Indeed, it is interesting that though the worst excesses of the regime in the past could not quite provoke heartfelt outrage, there is from time to time a nostalgia for those old days, masked as criticism of today’s abuses. Take a recent page-one account in the New York Times. “With Focus on Profits, China Revives Bias Against Women,” reads the headline, and “As Communist Ethics Yield to Capitalism, Women Lose Out,” reads the bold-face synopsis. These things are happening, writes the correspondent, “as Chinese society focuses more on profit than on equality, and as Communist morality loses its influence.”

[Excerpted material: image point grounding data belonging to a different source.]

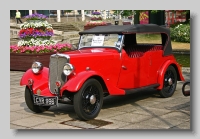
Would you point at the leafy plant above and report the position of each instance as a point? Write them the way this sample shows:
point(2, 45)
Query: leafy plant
point(180, 33)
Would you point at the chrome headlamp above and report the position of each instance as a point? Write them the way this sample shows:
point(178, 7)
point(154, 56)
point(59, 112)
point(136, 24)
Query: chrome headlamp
point(68, 69)
point(37, 67)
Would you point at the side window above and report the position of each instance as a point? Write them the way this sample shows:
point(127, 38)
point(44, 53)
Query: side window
point(149, 38)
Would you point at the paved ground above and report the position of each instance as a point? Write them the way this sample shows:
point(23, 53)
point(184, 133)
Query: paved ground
point(143, 110)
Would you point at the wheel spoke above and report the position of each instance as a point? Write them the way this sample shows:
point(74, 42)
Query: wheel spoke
point(87, 106)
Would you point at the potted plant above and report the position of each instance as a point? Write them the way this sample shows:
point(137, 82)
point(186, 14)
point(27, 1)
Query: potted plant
point(96, 20)
point(35, 43)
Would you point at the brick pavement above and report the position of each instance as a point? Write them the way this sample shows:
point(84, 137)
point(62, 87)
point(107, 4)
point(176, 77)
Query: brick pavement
point(142, 110)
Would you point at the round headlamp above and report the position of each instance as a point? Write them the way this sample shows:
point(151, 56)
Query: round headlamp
point(68, 69)
point(37, 67)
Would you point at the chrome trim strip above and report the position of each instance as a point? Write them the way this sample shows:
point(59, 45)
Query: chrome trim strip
point(57, 55)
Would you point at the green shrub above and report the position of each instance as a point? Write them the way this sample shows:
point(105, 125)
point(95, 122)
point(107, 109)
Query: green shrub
point(180, 33)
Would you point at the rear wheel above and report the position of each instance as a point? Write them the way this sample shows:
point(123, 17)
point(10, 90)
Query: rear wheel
point(30, 104)
point(169, 83)
point(88, 100)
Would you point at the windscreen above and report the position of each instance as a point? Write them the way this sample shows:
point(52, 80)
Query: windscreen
point(101, 40)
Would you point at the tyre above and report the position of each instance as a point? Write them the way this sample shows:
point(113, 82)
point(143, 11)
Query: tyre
point(30, 104)
point(89, 100)
point(169, 83)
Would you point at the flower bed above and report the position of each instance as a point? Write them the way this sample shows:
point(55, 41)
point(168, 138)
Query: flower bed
point(35, 44)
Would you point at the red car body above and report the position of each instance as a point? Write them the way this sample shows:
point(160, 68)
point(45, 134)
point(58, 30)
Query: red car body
point(114, 71)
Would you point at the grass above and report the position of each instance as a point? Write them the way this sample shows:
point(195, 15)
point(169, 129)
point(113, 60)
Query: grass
point(183, 59)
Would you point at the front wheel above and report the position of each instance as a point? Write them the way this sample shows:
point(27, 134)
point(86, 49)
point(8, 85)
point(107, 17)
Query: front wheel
point(88, 100)
point(169, 83)
point(30, 104)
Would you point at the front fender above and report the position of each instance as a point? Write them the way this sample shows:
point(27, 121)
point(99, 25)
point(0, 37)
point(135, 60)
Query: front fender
point(40, 81)
point(163, 69)
point(75, 82)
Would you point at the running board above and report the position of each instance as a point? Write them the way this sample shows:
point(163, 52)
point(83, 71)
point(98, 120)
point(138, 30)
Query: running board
point(140, 89)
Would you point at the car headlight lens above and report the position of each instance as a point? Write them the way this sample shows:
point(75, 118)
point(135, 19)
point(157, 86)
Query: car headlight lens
point(37, 67)
point(68, 69)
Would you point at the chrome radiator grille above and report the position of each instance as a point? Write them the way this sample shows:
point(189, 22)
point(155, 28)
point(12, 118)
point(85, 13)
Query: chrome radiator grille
point(57, 62)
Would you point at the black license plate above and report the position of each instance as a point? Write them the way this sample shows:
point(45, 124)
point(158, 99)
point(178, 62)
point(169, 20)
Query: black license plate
point(45, 101)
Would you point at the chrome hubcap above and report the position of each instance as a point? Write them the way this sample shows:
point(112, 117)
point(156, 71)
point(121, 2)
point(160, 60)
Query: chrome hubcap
point(92, 99)
point(170, 81)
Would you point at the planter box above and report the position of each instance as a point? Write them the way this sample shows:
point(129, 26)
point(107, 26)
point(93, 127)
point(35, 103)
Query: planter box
point(89, 27)
point(23, 61)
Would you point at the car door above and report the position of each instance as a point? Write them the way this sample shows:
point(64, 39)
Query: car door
point(133, 72)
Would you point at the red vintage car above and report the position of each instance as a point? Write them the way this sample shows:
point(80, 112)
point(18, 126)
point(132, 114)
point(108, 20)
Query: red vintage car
point(109, 60)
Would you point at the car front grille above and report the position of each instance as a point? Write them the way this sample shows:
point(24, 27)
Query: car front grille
point(57, 62)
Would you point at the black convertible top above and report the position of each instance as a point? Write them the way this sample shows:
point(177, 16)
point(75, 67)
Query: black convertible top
point(124, 29)
point(134, 29)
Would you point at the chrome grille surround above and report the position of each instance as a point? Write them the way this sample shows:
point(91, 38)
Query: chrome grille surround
point(57, 62)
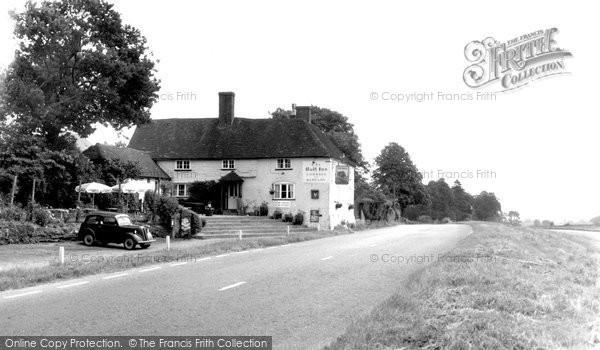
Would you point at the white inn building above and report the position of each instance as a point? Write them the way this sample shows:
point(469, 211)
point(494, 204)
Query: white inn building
point(289, 164)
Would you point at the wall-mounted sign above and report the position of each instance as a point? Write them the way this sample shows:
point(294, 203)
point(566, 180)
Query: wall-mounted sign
point(283, 204)
point(315, 172)
point(314, 215)
point(185, 224)
point(342, 175)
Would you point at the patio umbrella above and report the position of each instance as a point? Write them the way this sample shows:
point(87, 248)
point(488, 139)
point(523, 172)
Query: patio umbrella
point(93, 188)
point(133, 186)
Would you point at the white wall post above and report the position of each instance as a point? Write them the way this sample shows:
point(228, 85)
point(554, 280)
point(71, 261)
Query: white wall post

This is, perhaps, an unusually egregious example, but it says something about the nature of the growing criticism of China among the intelligentsia throughout the West. Such sentiments seem destined to insinuate themselves into the historiography of China’s past twenty years. Inevitably, the prior era of “higher purpose” will be contrasted to the rampant materialism that follows. In this, Deng Xiaoping is apt to become China’s Reagan, presiding officer over a decade of greed, of unbounded consumption, and certainly of greater air pollution. “Socialism with Chinese characteristics,” if it succeeds in catapulting China into the first rank of the world’s economic and political powers, will be no socialism at all.

Willy-nilly, then, we seem to have in the making a new basis for Sino-American antagonism, something different from the “yellow peril” which led us to enact the infamous Chinese exclusion acts, and different, yet again, from Maoist totalitarianism and its self-proclaimed international pretensions, which led us to make war in Korea and Indochina.

But whether grounded in political predilection or hard-headed analysis, our changing sense of China must now, for the first time in a century and a half, be made to fit with a China which actually is powerful and influential. In Maoist lingo, China is poised for its strategic counter-offensive in the world, having now recognized that the methods Mao himself used to begin it in 1950 were a false start. In the disputes that went on in China during these decades—between “radicals” and “pragmatists,” between “reds” and “experts”—we used to hope for the victory of the moderates, the less ideological, the more practical, those more aware of the transforming power of free-fire capitalism. We must now begin to think about the consequences of living with what we have wished for, the fulfillment of another of those proverbial Chinese curses.